Improving the safety and quality of nurse-led aged care
Our high-quality research improves the health and wellbeing of older individuals living in residential aged care.

Like their RN colleagues in the ED, RNs in RACHs are the frontline carers responsible for the safety and quality of aged care.

Anchored in a strong foundation of research evidence and expert input, HIRAID® improves the clinical outcomes, quality of patient assessment, recognition & response to clinical deterioration, nurses’ communication, decision-making, situational awareness & task management skills, and nurses' self-efficacy and levels of anxiety.

HIRAID® Aged Care will meet the contemporary practice needs of RNs working in RACHs having been co-designed and tested by them and the recipients of their care in partnership with leading aged care providers and other agencies committed to the provision of quality care in aged care nationally. HIRAID® Aged Care aims to prevent adverse events in residents, in particular those associated with infection and communicable diseases.

Australia has an ageing population and demand for high-quality aged care services will only increase in the coming years, to which quality nursing care is fundamental.

Currently, more than 1.3 million people use aged care services in Australia. Approximately 191,000 are cared for in residential aged care facilities (RACHs) delivered by approximately 830 providers in 2,700 facilities across the country.

The health needs of older Australians are unique in their complexity and comorbidity.  Almost half of the permanent RACH residents have comorbid healthcare needs including heart disease, arthritis, dementia, pain and depression.

They are at a higher risk of experiencing the adverse effects of substandard care and unexpected events, like disease outbreaks. Infections, COVID-19 and other communicable diseases, and injuries cause greater harm and mortality in older Australians compared to the general population. Consequently, residents of RACHs are in greater need of high quality, safe nursing assessment, management and care.

Registered nurses in Australia’s RACHs need more support to meet the contemporary complex health and wellbeing needs of residents.

As the direct care staff responsible for the initial assessment and ongoing clinical management of residents with a range of acute and chronic complex health needs, resident safety and wellbeing are contingent on their accurate assessment, interpretation of clinical data, intervention, and escalation.

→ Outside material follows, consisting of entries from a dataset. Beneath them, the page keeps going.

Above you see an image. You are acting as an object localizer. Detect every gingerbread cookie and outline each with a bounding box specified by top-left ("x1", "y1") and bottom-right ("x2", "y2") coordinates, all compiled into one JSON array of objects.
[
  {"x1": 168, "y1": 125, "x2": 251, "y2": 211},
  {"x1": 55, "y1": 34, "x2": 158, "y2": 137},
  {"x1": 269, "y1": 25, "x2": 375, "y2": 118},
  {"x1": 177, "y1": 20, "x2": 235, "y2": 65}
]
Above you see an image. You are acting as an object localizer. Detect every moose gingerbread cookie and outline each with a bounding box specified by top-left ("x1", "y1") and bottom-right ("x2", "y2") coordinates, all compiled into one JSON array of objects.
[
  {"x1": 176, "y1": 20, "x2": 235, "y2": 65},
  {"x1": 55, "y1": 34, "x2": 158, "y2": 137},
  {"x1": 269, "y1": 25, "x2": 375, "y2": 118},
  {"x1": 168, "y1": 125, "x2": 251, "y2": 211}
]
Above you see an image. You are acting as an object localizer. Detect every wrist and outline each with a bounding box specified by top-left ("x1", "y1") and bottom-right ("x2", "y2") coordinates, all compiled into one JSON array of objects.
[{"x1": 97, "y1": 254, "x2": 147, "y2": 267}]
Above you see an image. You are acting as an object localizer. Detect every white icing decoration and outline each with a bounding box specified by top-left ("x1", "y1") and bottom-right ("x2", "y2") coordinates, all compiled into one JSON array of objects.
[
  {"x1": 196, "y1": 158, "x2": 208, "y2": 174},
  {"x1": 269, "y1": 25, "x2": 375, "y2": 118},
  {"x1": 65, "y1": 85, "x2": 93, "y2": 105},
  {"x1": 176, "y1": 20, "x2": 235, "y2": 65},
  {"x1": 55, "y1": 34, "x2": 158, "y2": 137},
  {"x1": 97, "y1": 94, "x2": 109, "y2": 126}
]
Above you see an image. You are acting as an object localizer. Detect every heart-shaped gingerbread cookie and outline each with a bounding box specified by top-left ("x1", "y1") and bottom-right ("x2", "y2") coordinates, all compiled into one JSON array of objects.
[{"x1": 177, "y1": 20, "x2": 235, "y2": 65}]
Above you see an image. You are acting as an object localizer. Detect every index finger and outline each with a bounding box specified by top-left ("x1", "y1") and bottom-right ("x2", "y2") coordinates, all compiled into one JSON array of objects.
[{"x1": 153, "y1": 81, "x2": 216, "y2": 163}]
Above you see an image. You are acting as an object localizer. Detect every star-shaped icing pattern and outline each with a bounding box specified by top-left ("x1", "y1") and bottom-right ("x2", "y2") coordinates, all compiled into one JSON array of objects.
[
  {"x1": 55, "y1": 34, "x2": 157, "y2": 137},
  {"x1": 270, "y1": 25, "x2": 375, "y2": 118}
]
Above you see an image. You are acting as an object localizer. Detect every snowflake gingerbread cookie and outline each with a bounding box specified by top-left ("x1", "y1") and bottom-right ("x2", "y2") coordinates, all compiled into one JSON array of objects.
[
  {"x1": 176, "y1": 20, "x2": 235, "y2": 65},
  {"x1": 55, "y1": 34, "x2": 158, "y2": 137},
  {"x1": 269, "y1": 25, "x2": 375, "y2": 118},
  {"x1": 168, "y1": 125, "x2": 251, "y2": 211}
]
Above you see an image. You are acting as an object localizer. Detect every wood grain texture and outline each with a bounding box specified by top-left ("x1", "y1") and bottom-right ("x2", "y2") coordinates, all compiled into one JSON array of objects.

HIRAID® stands for History including Infection risk Red flags, Assessment, Interventions, Diagnostics.

The framework encapsulates the cyclic nature of patient assessment, in which more than one element may be performed simultaneously. It also embraces the importance of reassessment and communication –  vital components of emergency nursing.  

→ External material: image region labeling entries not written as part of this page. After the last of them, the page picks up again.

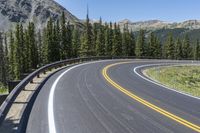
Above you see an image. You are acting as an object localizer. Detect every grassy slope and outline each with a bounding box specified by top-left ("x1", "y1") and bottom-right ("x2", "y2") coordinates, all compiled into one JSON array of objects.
[{"x1": 144, "y1": 66, "x2": 200, "y2": 97}]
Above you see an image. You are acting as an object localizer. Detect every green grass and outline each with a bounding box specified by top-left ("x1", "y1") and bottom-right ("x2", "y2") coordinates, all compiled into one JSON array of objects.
[
  {"x1": 144, "y1": 65, "x2": 200, "y2": 97},
  {"x1": 0, "y1": 83, "x2": 8, "y2": 94}
]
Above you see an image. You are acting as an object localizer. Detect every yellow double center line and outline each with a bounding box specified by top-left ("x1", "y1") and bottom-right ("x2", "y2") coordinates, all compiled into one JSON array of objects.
[{"x1": 102, "y1": 62, "x2": 200, "y2": 133}]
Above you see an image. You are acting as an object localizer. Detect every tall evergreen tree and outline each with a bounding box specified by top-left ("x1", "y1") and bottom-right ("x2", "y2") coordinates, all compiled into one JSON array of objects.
[
  {"x1": 13, "y1": 24, "x2": 22, "y2": 80},
  {"x1": 174, "y1": 38, "x2": 183, "y2": 60},
  {"x1": 9, "y1": 31, "x2": 15, "y2": 80},
  {"x1": 67, "y1": 22, "x2": 72, "y2": 58},
  {"x1": 0, "y1": 33, "x2": 7, "y2": 85},
  {"x1": 135, "y1": 30, "x2": 145, "y2": 57},
  {"x1": 147, "y1": 32, "x2": 156, "y2": 57},
  {"x1": 28, "y1": 22, "x2": 38, "y2": 69},
  {"x1": 19, "y1": 24, "x2": 26, "y2": 73},
  {"x1": 112, "y1": 23, "x2": 122, "y2": 56},
  {"x1": 153, "y1": 37, "x2": 162, "y2": 59},
  {"x1": 193, "y1": 39, "x2": 200, "y2": 60},
  {"x1": 182, "y1": 35, "x2": 192, "y2": 59},
  {"x1": 72, "y1": 27, "x2": 80, "y2": 57},
  {"x1": 128, "y1": 31, "x2": 135, "y2": 56},
  {"x1": 80, "y1": 14, "x2": 95, "y2": 57},
  {"x1": 122, "y1": 24, "x2": 131, "y2": 56},
  {"x1": 96, "y1": 19, "x2": 105, "y2": 56},
  {"x1": 104, "y1": 22, "x2": 113, "y2": 56},
  {"x1": 60, "y1": 12, "x2": 68, "y2": 59},
  {"x1": 164, "y1": 33, "x2": 175, "y2": 59}
]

  • History: the process of collecting details about why the patient has presented and relevant background information about the patient. Infection Risk: nested within history, and refers to the patient’s risk of infection or suspected/confirmed communicable disease, including precautions required.
  • Identify Red flags: historical or physiological indicators of urgency that identify potential or actual threat to life or limb, highlighting the need for timely escalation of care.
  • Assessment: comprehensive physical examination, prioritised to ensure life threatening conditions are identified first, followed by focused assessment guided by the presenting problem.
  • Interventions: the delivery of appropriate and prioritised interventions based on historical and physical assessment findings.
  • Diagnostics: the ordering, performing and reviewing of further investigations including pathology and diagnostic imaging.

Other elements within the HIRAID® framework:

Reassess: The evaluation of care and monitoring of patient progress. Maintain a structured approach, repeat at appropriate intervals per condition of the patient.

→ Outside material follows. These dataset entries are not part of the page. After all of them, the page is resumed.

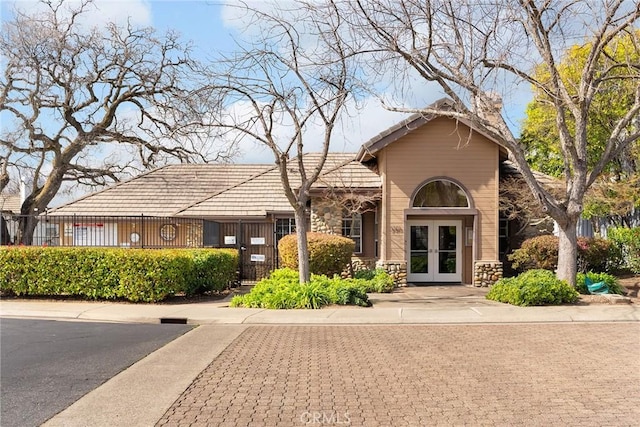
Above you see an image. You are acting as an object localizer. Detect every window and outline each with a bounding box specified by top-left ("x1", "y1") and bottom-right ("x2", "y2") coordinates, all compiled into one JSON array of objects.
[
  {"x1": 412, "y1": 179, "x2": 470, "y2": 208},
  {"x1": 342, "y1": 214, "x2": 362, "y2": 254},
  {"x1": 276, "y1": 218, "x2": 296, "y2": 245}
]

Communicate: Verbal/non-verbal skills necessary to effectively communicate with patients, families and clinicians. Use structured approach for clinical handover; graded assertiveness to escalate if needed; accurate and comprehensive clinical documentation.

Shaban RZ, Curtis K, Fry M, McCormack B, Parker D, Lam MK, Low LF, Jeon YH, Waters D, Lindley RI, Watson K. Nurse-led framework to improve the safety and quality of residential aged care (HIRAID® Aged Care): protocol for a stepped-wedge cluster randomised controlled trial. Trials. 2024 Nov 1;25(1):737.

Fry M, Curtis K, Considine J, Viengkham C, Watson K, Dunsmore M, Shaban RZ. Using real-time Delphi methods to develop a consensus-based framework to improve nursing assessment in residential aged care. Australasian Journal on Ageing.

Shaban RZ, Curtis K, Fry M, McCormack B, Parker D, Murgo M, Lam M, Low LF, Jeon YH, Lindley R, Waters D, Watson K, Dunsmore M, Considine J, Glennan J, Squillacioti G, Thompson L, Smith A, Begum M, Dalton J, Ramsden C & Viengkham C. Nurse-Led Improvements to the Quality and Safety of Residential Aged Care – Project HIRAID-AgedCare. 2022 MRFF Clinician Researchers – Nurse, Midwives and Allied Health. $1,494,519.50.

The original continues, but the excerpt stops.